SLAMseq and QuantSeq data analysis
mm10 mouse genome assembly and Refseq 3’UTR coordinates were downloaded from UCSC (4 August 2020) using Table Browser. Sequencing reads were mapped and filtered with SlamDunk pipeline v0.4.3 (http://t-neumann.github.io/slamdunk/docs.html#document-Dunks). SlamDunk all (http://t-neumann.github.io/slamdunk/docs.html#all) was applied to full analysis for all samples. Reads with ≥ 1 T>C conversions were considered as labeled reads. Default settings for other parameters was followed.

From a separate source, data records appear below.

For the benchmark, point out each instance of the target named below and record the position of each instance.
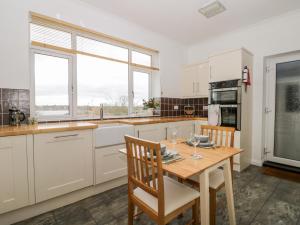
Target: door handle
(267, 110)
(66, 136)
(193, 87)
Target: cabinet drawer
(63, 163)
(110, 163)
(13, 173)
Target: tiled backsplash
(19, 98)
(168, 105)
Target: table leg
(229, 192)
(204, 197)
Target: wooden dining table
(212, 158)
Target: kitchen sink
(112, 134)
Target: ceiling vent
(211, 9)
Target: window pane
(101, 48)
(141, 90)
(50, 36)
(101, 82)
(140, 58)
(51, 85)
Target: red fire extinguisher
(246, 77)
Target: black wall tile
(167, 106)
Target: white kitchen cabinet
(152, 132)
(183, 129)
(13, 173)
(227, 65)
(195, 80)
(110, 163)
(63, 163)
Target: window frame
(73, 73)
(70, 58)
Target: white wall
(273, 36)
(14, 38)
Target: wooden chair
(222, 136)
(147, 185)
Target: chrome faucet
(101, 111)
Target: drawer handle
(65, 136)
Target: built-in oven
(227, 94)
(231, 116)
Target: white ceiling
(180, 20)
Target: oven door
(224, 96)
(230, 116)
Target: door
(13, 173)
(63, 163)
(283, 110)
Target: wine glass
(195, 142)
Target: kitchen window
(74, 72)
(52, 75)
(104, 82)
(141, 90)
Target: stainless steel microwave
(227, 94)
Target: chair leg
(196, 212)
(130, 212)
(180, 180)
(213, 206)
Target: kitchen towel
(214, 115)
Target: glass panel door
(287, 111)
(282, 120)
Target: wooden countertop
(149, 120)
(45, 128)
(84, 125)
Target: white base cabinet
(63, 163)
(110, 163)
(13, 173)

Two parallel differential gene expression analyses were performed using DESeq2 R package (1.26.0). The total RNA reads were used for Quantseq analysis. The normalization size factor in Quantseq analysis was applied to global normalization for labeled reads. Time course experiments design (http://master.bioconductor.org/packages/release/workflows/vignettes/rnaseqGene/inst/doc/rnaseqGene.html#time-course-experiments) was adapted for our data. Principal component analysis was performed after variance stabilizing transformation on total genes for both analyses.

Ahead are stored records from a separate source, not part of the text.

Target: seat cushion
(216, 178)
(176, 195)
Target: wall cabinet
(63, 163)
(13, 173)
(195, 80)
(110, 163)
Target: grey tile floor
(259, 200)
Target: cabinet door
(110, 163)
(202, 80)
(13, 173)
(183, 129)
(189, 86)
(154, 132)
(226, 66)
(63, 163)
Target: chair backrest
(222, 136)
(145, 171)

Chromatin immunoprecipitation (ChIP)
3T3-L1 cells were grown as described in “Adipocyte culture, differentiation and treatment” in 15 cm dishes. Two dishes were used per biological replicate and two biological replicates were collected for each time point.

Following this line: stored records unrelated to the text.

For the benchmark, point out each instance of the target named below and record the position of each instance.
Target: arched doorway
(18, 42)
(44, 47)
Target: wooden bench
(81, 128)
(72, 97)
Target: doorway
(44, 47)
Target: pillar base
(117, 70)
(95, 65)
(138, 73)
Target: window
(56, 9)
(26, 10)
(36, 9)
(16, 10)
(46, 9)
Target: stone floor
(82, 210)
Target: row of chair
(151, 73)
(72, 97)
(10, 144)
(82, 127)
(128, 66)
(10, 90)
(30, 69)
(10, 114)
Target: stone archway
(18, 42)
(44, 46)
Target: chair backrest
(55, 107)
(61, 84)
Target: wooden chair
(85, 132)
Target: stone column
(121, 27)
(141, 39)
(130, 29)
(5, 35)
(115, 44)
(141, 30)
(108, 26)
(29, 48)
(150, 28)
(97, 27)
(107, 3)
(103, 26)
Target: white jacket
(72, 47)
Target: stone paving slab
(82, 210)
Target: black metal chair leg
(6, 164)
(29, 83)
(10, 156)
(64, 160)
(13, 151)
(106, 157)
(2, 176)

Our ChIP procedure was adapted from (Baik et al., 2018). Cells were cross-linked in dish with 1% formaldehyde for 8 minutes. Formaldehyde was then neutralized using 125 mM glycine for 10 minutes. After two washes with cold PBS the cells were collected in the Lysis buffer (5 mM PIPES pH 7.5, 85 mM KCl, 0.5% NP40, 20 mM N-ethyl maleimide [NEM] and protease inhibitor cocktail [04693159001, Roche]) and incubated at 4°C for 10 minutes with rotation. Nuclei were centrifuged (1,500 rpm for 10 minutes at 4°C) and resuspended in a nucleus lysis buffer (50 mM Tris-HCl pH 7.5, 1% SDS, 10 mM EDTA, 20 mM NEM and protease inhibitor cocktail) and incubated at 4°C for 2 hours. Lysates were sonicated for 15 cycles (30 sec on / 30 sec off) at 4°C using a Bioruptor Pico sonicator (Diagenode). After sonication, lysates were centrifuged at 14,000 rpm for 10 minutes at 4°C. Protein concentration was assessed using the Bradford assay and 250 μg of chromatin were used for each immunoprecipitation. Input samples (12.5 μg) were saved. Samples were diluted 10-fold in the immunoprecipitation buffer (1.1% Triton X100, 50 mM Tris-HCl pH 7.5, 167 mM NaCl, 5 mM N-ethyl maleimide, 1 mM EDTA, 0.01% SDS, and protease inhibitor cocktail). Immunoprecipitations were carried out with 10 μg of SUMO-2/3 antibody (ab3742, Abcam) and 420 μl of Dynabeads Protein A (10001D, Thermo Fisher Scientific) overnight at 4°C. Beads were then washed 2 times in low-salt buffer (50 mM Tris-HCl pH 7.5, 150 mM NaCl, 1% Triton X100, 0.1% SDS, 1 mM EDTA), 2 times in high-salt buffer (50 mM Tris-HCl pH 7.5, 500 mM NaCl, 1% Triton X100, 0.1% SDS, 1 mM EDTA), 2 times in LiCl buffer (20 mM Tris-HCl pH 7.5, 250 mM LiCl, 1% NP40, 1% deoxycholic acid, 1 mM EDTA) and in TE buffer (10 mM Tris-HCl pH 7.5, 0.2% Tween20, 1 mM EDTA). Elution was done two time in 50 μL of 100 mM NaHCO3, 1% SDS at 65°C for 10 min under agitation. Chromatin cross-linking was reversed at 65°C for 5 hours with 280 mM NaCl and 88 μg/mL RNase DNase free (11119915001, Roche). Proteins were then digested using 88 μg/mL of Proteinase K (03115828001, Roche) during 1 hour at 65°C. DNA from immunoprecipitations and inputs were purified using the Qiagen PCR purification kit. DNA concentration was assessed using a Qubit device (Q32866, Invitrogen).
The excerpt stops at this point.